Depuis plus de 60 ans je vis avec moi-même … je dois avouer que j’ai de plus en plus de mal .Pourtant  SOCRATE et son  » connais- toi toi-même  » devraient m’aider et me rendre la cohabitation  plus confortable …( je vais m’expliquer , mais pas ce soir car il y a débat entre  » je  » et  » moi « …)

Il est vrai que Socrate ne m’a pas dit ce qu’il entendait par « connais-toi toi- même », il parait même qu’il n’a rien écrit… je me perds, qui suis-je ? Le « JE » vu par l’objectif d’un appareil lorsqu’il me prend en photo à mon insu ? Le « MOI » qui sourit et s’apprête devant le preneur de mon image « composée  » ? Le « JE » écrivant pour lui- même, sachant qu’il ne sera lu que par lui seul ou le « MOI » qui pense, en écrivant, à ceux qui le liront ?

Ce questionnement remonte à loin.  Lors de ma formation à la médiation, le psychanalyste intervenant Jacques DURANDEAUX  ( cf la page d’accueil de mon site), nous avait posé la question : « Que pouvez-vous dire de votre relation avec vos enfants ? » J’avais répondu spontanément que je n’avais jamais eu de problème avec mes enfants et sa réponse était tombée comme un couperet :  » Quand un père me dit qu’il n’a jamais eu de problème avec ses enfants … je commence à être inquiet « . J’ai, depuis, évoqué cet échange perturbant avec mes enfants et j’ai compris combien l’idée que j’avais de moi- même était éloignée de la leur. Je croyais me connaître…

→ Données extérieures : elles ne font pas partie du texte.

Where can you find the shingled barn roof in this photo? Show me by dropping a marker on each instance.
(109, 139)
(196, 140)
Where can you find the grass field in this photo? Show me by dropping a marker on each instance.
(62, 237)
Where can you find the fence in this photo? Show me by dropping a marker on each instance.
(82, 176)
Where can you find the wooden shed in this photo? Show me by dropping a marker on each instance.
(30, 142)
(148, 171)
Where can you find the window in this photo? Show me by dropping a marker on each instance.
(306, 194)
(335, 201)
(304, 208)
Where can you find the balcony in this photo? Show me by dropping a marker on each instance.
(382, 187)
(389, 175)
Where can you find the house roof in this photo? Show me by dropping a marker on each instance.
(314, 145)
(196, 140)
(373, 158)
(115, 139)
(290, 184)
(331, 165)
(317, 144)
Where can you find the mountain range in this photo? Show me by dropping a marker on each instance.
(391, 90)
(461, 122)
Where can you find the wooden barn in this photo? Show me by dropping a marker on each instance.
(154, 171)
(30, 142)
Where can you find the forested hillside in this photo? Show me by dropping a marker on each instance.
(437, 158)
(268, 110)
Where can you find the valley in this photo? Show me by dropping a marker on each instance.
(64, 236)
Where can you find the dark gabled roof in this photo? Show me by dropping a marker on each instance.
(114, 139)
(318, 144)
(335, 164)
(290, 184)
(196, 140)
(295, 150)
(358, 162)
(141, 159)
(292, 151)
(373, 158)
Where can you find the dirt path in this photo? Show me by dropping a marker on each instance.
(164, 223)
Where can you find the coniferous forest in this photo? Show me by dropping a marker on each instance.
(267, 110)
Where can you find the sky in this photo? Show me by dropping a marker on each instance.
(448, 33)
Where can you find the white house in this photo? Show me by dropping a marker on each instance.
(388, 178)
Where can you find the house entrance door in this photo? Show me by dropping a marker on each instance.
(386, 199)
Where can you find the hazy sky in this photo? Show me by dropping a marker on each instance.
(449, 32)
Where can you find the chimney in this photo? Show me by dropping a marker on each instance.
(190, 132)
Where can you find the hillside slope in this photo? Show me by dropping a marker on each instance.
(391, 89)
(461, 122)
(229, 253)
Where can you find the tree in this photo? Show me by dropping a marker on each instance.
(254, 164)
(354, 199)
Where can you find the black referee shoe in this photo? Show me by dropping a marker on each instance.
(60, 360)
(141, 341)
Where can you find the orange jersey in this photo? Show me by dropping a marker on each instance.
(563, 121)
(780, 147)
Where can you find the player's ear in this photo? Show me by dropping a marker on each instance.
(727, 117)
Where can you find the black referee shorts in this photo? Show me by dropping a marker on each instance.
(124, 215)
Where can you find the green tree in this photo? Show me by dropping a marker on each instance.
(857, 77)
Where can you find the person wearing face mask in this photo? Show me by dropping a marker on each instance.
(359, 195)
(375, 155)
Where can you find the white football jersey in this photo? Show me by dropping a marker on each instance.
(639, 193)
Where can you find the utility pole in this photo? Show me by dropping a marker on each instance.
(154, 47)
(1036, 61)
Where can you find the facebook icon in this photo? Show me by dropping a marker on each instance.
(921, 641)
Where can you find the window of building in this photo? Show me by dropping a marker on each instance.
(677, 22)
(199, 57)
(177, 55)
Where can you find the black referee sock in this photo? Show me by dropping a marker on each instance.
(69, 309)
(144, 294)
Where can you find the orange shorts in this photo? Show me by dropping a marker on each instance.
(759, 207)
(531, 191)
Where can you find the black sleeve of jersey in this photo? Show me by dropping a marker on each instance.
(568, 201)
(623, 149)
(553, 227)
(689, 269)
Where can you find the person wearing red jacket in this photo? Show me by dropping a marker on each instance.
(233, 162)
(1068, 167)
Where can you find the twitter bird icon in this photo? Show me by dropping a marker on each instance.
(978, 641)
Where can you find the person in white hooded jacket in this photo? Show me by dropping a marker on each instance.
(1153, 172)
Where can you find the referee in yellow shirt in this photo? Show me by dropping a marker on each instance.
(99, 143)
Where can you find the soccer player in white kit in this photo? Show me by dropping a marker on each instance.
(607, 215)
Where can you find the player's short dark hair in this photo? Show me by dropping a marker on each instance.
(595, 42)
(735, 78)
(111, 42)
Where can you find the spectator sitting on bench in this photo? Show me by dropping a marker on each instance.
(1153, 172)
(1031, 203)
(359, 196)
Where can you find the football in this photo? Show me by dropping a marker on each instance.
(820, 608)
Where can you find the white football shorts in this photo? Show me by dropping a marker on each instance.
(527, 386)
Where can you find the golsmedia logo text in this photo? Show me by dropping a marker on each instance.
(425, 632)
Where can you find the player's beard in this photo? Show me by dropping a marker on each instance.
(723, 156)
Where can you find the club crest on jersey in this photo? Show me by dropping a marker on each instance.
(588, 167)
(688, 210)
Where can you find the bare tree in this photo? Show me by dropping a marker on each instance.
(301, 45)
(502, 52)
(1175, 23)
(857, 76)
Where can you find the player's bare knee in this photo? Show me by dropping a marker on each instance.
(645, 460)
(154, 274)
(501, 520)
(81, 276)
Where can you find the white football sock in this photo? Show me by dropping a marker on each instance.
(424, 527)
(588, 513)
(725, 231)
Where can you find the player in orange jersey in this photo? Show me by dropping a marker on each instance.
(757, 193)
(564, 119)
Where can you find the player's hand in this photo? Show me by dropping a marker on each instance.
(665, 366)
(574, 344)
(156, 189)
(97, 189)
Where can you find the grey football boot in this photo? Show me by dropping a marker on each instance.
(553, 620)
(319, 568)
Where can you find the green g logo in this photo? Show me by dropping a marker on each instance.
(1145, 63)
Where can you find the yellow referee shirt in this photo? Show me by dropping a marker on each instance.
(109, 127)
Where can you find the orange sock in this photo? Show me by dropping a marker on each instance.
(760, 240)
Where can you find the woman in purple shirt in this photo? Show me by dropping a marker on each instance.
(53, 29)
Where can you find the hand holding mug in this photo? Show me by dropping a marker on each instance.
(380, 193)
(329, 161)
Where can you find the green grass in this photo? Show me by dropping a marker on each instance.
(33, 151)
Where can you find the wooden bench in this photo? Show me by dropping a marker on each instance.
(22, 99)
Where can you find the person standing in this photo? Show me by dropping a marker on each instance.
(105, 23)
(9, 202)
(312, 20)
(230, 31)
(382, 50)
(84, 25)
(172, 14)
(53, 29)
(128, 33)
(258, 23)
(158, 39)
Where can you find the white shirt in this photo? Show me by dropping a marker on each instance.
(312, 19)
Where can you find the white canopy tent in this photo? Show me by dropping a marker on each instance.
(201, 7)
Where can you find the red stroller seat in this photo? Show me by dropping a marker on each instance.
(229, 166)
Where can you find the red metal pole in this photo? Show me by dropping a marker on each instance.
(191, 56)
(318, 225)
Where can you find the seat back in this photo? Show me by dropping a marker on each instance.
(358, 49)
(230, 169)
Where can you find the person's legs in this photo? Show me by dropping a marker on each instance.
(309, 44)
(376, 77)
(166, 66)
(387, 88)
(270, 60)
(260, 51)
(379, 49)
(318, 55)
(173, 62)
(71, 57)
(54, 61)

Dans mon entourage et, au cours de mes entretiens de médiation, je suis interpellé de manière récurrente, par le fossé qui existe entre la connaissance de soi, la description que chacun en fait et notre façon d’être et d’agir…

Rêver ce que nous aimerions être suffit-il à gommer ce que nous sommes ? Comment se positionner ? Quelle est la fiabilité d’une relation lorsque nous déclarons que nous sommes à l’écoute de l’autre alors que nous ne savons parler que de nous-même ? Que nous sommes généreux et n’avons pas la spontanéité du geste guidé par le coeur ? Que nous ne sommes qu’amour et restons sur la réserve ? Que nous sommes pédagogues alors que nous ne cherchons pas à savoir si l’autre nous comprend ?

Quand nous parlons de “NOUS” s’agit- il du « JE  » (le vrai) ou du  » MOI » (celui que nous

voudrions être) ?

Chacun de nous aurait besoin d’un  » tiers « , celui de la Médiation pour faire dialoguer son JE et son MOI en les rapprochant, comblant peu à peu le fossé qui les sépare.

C’est peut-être ce que SOCRATE voulait faciliter  par sa maïeutique …

Aujourd’hui je ne suis plus en colère avec moi- même et je pense que SOCRATE ne m’a pas trompé …

9 commentaires leave one →
  1. Laurent DALLET permalink
    04/02/2013 1:33

    Tu sais que je peux me vanter d’avoir lu TOUS les crits de Socrate, mon cher ami………

    ________________________________

  2. Bruno permalink
    05/02/2013 8:35

    Le connaissant assez mal, j’ai fait une petite recherche avant de parler de Socrate et il semblerait que dans la phrase « connais toi toi même », le philosophe parle de la nécessité pour l’homme de travailler sa tempérance, c’est à dire sa faculté à connaître et contrôler ses émotions. A une époque où un bon philosophe était un philosophe vivant, j’imagine que Socrate définissait la sagesse comme la faculté de développer son self-control ou bien de travailler son sprint. Le rapport au fait de vivre avec soi-même me parait moins évident dans la mesure où se connaître ne permet pas forcement de mieux se supporter, et peut même conduire à l’état inverse, comme si on vivait avec un vieil ami dont les manies finissent par déranger avec le temps. Je crois qu’on devrait pardonner à nos vieux amis, communiquer avec eux, les respecter et les aimer. D’ailleurs aimer quelqu’un n’est-il pas de l’accepter tel qu’il est ?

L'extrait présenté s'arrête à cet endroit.